Summit officials have said the pipeline could be used for enhanced oil recovery in the future with the right agreement with a customer.
The tax credits for storage are set to expire in 12 years.
Goehring sees benefits to the state after that.
“I may not like how the whole pipeline issue has transpired, but I do see value in it on the back end, which is after 12 years of them meeting their obligation,” he said.
While it is more difficult to use enhanced oil recovery in North Dakota’s Bakken shale formation than in conventional oil wells, Harju says the technology is ready.
“It’s ready for prime time. It needs a lot of investment,” Harju said.
He said enhanced oil recovery could extend the Bakken oilfield from 20 to 30 years of productivity to 50 years.
Harju said large producers of CO2 in North Dakota emit about 30 million tons annually. He said the Bakken system could use about eight to 10 times that amount for enhanced oil recovery.
But without enhanced oil recovery, Harju said wells that have declined in productivity will get capped and enhanced oil recovery will likely never be used on those wells.
“Now is the time, but our incentives are really stacking the deck against enhanced recovery,” Harju said.
Why are ethanol plants the focus of carbon capture projects?
The fermentation process of turning corn into ethanol produces carbon dioxide that is very pure and easy to compress and transport by pipeline – easier than other high carbon emitters such as power plants.
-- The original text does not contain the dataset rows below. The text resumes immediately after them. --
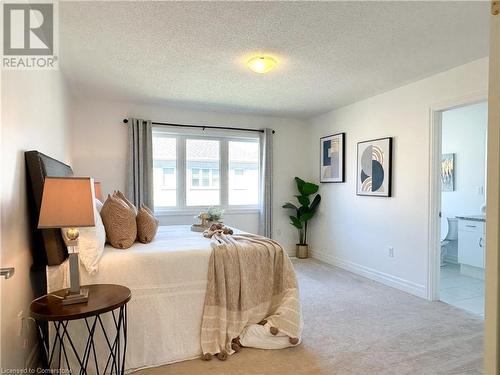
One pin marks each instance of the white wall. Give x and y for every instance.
(34, 117)
(355, 232)
(99, 149)
(464, 134)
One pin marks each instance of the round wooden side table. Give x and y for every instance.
(64, 350)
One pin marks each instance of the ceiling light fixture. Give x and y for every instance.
(261, 64)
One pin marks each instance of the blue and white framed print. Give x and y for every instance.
(332, 161)
(374, 171)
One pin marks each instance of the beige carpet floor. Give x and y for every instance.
(357, 326)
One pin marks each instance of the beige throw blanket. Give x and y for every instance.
(250, 278)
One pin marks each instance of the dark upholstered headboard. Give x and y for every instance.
(48, 246)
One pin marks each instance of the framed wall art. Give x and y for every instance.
(332, 163)
(374, 168)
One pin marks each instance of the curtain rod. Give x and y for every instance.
(205, 127)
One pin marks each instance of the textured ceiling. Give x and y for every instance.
(331, 53)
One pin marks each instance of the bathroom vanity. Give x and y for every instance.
(471, 245)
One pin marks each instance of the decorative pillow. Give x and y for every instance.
(91, 242)
(98, 205)
(122, 196)
(119, 221)
(147, 225)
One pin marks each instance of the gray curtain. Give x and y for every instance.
(266, 183)
(140, 163)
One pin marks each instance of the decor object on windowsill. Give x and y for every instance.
(304, 212)
(68, 203)
(374, 168)
(215, 214)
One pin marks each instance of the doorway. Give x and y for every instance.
(462, 224)
(461, 111)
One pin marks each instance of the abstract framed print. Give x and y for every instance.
(332, 160)
(374, 168)
(448, 172)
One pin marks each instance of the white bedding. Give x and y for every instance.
(168, 279)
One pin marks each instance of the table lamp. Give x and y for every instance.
(98, 190)
(68, 203)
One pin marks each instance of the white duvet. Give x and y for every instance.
(168, 279)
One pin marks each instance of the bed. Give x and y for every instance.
(167, 277)
(172, 291)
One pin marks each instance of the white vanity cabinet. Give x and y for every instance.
(471, 242)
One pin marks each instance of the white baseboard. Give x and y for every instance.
(370, 273)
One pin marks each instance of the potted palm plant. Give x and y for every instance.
(308, 204)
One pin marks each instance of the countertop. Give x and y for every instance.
(472, 218)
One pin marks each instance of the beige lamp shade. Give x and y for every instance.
(67, 202)
(98, 190)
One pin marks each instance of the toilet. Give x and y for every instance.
(449, 232)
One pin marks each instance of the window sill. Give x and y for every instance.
(194, 212)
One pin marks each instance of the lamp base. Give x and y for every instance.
(74, 298)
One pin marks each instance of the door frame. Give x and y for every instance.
(492, 294)
(434, 229)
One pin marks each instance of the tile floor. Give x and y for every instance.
(464, 292)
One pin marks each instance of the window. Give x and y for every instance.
(164, 170)
(202, 163)
(243, 172)
(192, 171)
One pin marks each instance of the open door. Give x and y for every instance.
(492, 326)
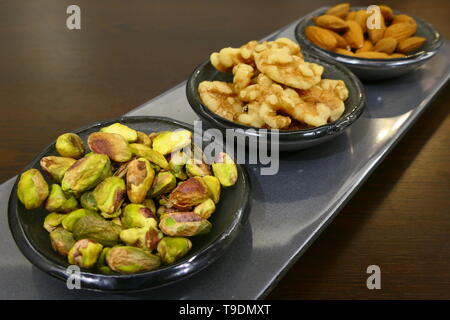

Ryan Carter of Tharaldson Ethanol, left, and corn grower Andrew Mauch, discuss carbon capture’s effect on the ethanol industry and agriculture on April 15, 2024, in Fargo. (Jeff Beach/North Dakota Monitor)
Ethanol is blended with traditional gasoline made from fossil fuels and its use has become widespread.
Canada and some states, with California leading the way, have created a low carbon fuel standard, creating premium prices for fuel produced with a low carbon score.
While some see electric vehicles as a threat to liquid fuels, a developing market for the ethanol industry is sustainable aviation, with battery power not practical for planes.
Andrew Mauch of the North Dakota Corn Growers Association said he was only able to come back to the family farm near Mooreton because of ethanol.
“I only had that opportunity because of the ethanol boom at the time,” Mauch said during the seminar in Fargo.
He said corn-based fuel gives his kids a chance to keep the farm going.
“I think this sustainable aviation fuel and just the growing demand for ethanol is that next big thing,” he said.